As reclamações não param por aí, boa parte dos funcionários que integram a cooperativa não recebe nem 1 salário mínimo ao final dos descontos, mas em contrapartida chegam a trabalhar até 7 dias por semana. Além disso, não recebem nas ruas nenhum apoio quando há condições climáticas adversas.

Há cerca de 4 anos quem varria as ruas de Paracambi ganhou um GPS para monitorar o trajeto, que foi extinto graças a revolta de toda a população.

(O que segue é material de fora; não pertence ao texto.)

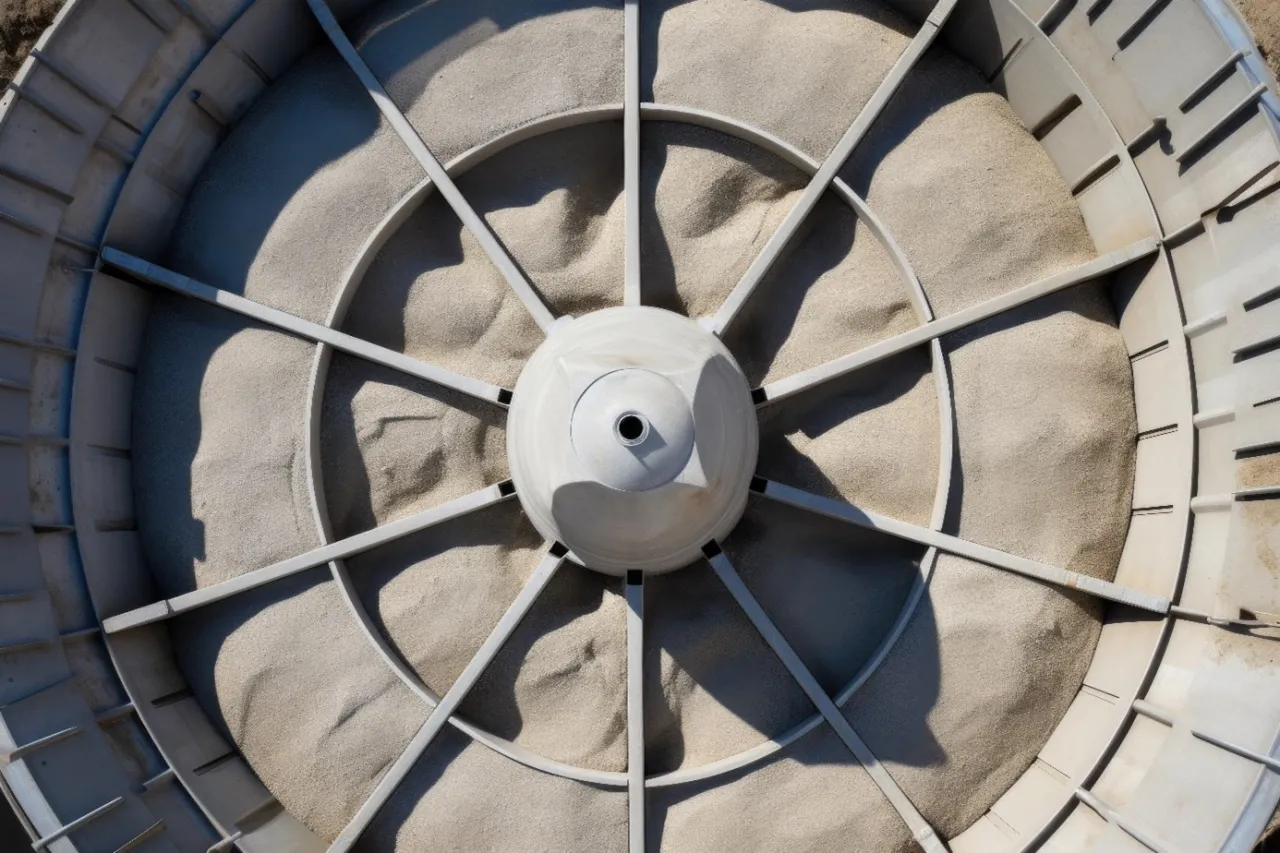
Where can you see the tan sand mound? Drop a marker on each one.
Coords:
(1043, 423)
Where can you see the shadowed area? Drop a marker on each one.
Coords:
(984, 666)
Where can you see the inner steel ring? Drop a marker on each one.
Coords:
(403, 209)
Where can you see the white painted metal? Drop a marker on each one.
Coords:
(920, 829)
(474, 222)
(1097, 268)
(1216, 177)
(635, 712)
(449, 702)
(347, 547)
(822, 179)
(644, 502)
(631, 293)
(964, 548)
(284, 322)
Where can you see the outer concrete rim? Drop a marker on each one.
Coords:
(353, 276)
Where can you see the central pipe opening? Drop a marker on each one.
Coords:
(631, 428)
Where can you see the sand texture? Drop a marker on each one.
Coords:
(1043, 424)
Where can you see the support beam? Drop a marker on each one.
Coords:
(63, 831)
(1097, 268)
(786, 232)
(339, 550)
(187, 286)
(1114, 817)
(635, 712)
(631, 149)
(1160, 715)
(451, 701)
(440, 178)
(993, 557)
(920, 829)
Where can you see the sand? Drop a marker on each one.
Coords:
(1043, 420)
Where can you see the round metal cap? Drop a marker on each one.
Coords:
(632, 439)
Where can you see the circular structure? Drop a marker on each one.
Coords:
(424, 442)
(632, 439)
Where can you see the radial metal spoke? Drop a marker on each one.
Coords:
(826, 173)
(339, 550)
(631, 149)
(449, 702)
(920, 829)
(961, 547)
(635, 711)
(440, 178)
(897, 343)
(187, 286)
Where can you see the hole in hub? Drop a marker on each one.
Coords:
(631, 428)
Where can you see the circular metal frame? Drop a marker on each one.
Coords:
(396, 218)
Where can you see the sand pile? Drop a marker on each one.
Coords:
(1043, 420)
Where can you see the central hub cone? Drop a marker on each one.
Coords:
(632, 439)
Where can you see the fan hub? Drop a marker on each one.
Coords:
(632, 439)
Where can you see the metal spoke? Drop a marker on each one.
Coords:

Hoje quem recolhe o lixo pela cidade enfrenta um novo desafio, dos 4 caminhões compactadores, apenas 1 está funcionando.
Sendo assim os lixeiros são obrigados a trabalhar recolhendo o lixo em caminhões-caçamba tradicionais, que além de dificultar o serviço, ainda podem causar acidentes por não ter a adaptação necessária para a coleta.
Os funcionários entrevistados preferiram não se identificar, mas declararam que de acordo com seus superiores o que importa é o serviço realizado e que nenhum encarregado se importa se o trabalho põe ou não em risco a saúde ou até mesmo a vida dos seus subordinados. “Não temos direito a nada, só a trabalhar”, disse um deles.
No mês do trabalhador, a Comdep está comemorando 30 anos de existência em meio a um escândalo de trabalho análogo a escravidão. Com um orçamento de cerca de 24 milhões ao ano e diversas licitações para a realização de obras públicas, a Oligarquia Municipal de capital misto, não entrega o básico aos seus funcionários.
Sem esforço, é possível ver pela cidade trabalhadores da limpeza exercendo suas funções com roupas impróprias, sem máscara e na maioria das vezes, sem até mesmo o calçado adequado.
O que dizem os envolvidos:
A Prefeitura declarou que a instituição é uma empresa pública autônoma. Procurada, a Comdep argumentou que suas funcionalidades estão de acordo com a Lei Municipal 1219/2018.

O texto da lei não trata dos direitos básicos de seus funcionários, mas no parágrafo primeiro do artigo 30 fala diretamente que, “os empregados em comissão da COMDEP serão contratados mediante indicação do Chefe do Poder Executivo”, interligando assim diretamente prefeitura e a instituição.